Snapshots of the sources are packaged every three hours; this change
will be in the next snapshot. You can grab the snapshot at
http://snaps.php.net/.
Thank you for the report, and for helping us make PHP better.
[2010-08-09 10:14:16] paj...@php.net
Automatic comment from SVN on behalf of pajoye
Revision: http://svn.php.net/viewvc/?view=revision&revision=302024
Log: - #52523, fix logic (0 is perfectly valid as part of the data, bin data)
[2010-08-03 18:11:15] paj...@php.net
@derick
urandom is not crypto safe (to be more precised).
@thequod
About the patch in typo3, this code is wrong. They use urandom on non windows
platform, then try alternatives on windows only.
Problem is that they first try COM (very slow), then try with mcrypt_create_iv
and overwrite COM output (regardless if it worked well or not). MCrypt also
always exists on windows with 5.3+, no need to test it (statically compiled).
The openssl code won't be used either (never reached this condition).
However even if the openssl code was used, its logic is wrong. It considers
non strong (not crypto safe) output as invalid. But urandom is not crypto safe
anyway. They should test for the openssl function in the 1st place then use
fopen('urandom') and finally mcrypt and other options. Much better/cleaner.
About your last comment, that fits in the explanation I gave earlier. Nothing
new.
[2010-08-03 17:47:07] der...@php.net
This is a bug actually. /dev/random is supposed to wait as long as there is
enough entropy. /dev/urandom cares less (and is a worse source of entropy). The
behaviour on Windows needs to behave the same as on a Unix.

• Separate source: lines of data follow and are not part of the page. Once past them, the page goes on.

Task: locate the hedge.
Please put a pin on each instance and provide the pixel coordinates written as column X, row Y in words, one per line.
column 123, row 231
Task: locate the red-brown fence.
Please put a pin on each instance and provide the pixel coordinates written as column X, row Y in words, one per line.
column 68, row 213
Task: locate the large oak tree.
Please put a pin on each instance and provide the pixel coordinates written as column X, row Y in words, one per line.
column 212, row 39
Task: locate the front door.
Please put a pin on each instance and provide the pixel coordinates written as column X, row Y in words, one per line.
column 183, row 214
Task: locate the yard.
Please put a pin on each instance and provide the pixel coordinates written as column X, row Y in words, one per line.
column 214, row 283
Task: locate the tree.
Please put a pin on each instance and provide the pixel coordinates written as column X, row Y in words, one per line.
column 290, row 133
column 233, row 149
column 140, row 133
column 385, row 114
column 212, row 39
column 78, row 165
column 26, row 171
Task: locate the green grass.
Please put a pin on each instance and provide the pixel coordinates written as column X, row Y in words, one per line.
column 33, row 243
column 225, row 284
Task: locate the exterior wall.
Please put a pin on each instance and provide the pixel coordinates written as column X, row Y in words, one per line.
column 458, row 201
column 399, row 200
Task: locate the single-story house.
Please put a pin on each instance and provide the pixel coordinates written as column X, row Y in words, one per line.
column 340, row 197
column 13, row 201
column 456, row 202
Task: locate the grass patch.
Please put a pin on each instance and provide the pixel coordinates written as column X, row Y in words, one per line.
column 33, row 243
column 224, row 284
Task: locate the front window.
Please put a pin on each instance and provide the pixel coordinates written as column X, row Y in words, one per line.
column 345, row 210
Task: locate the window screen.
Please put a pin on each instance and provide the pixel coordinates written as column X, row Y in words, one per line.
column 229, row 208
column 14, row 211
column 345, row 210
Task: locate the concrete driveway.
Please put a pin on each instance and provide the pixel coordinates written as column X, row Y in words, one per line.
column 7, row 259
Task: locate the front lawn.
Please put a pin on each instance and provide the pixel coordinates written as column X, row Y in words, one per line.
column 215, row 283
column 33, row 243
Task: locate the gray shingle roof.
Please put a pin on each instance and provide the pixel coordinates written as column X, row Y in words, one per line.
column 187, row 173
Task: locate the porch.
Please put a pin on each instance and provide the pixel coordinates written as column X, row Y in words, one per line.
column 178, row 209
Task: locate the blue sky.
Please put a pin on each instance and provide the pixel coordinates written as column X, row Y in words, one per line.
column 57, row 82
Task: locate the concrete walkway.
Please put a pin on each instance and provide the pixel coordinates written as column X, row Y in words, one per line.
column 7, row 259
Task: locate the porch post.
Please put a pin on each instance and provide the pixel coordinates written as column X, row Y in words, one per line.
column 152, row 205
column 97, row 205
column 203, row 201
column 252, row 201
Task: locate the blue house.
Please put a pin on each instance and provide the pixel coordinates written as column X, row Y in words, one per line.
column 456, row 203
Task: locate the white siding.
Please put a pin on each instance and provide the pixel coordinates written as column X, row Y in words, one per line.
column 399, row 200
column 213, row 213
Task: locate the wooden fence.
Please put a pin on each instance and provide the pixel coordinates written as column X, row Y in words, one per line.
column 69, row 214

[2010-08-03 17:07:27] php-bugs at thequod dot de
Windows:
% while php -r '$s = microtime(true); if( mcrypt_create_iv(16,
MCRYPT_DEV_RANDOM) === false ) exit(1); $e = microtime(true); printf("%.5f\n",
$e-$s);'; do true; done
0.00449
0.00454
Fatal error: mcrypt_create_iv(): Could not gather sufficient random data in
Command line code on line 1
Linux:
# while php -r '$s = microtime(true); if( mcrypt_create_iv(16,
MCRYPT_DEV_RANDOM) === false ) exit(1); $e = microtime(true); printf("%.2f\n",
$e-$s);'; do true; done
0.00
3.51
3.56
4.03
3.58
4.06
3.71
5.12
4.19
3.41
3.87
3.91
3.74
5.09
4.26
3.71
3.78
4.41
5.48
5.09
6.50
4.14
3.58
3.83
6.02
3.74
3.87
4.68
6.92
4.52
6.01
...
Completely different machines though, of course.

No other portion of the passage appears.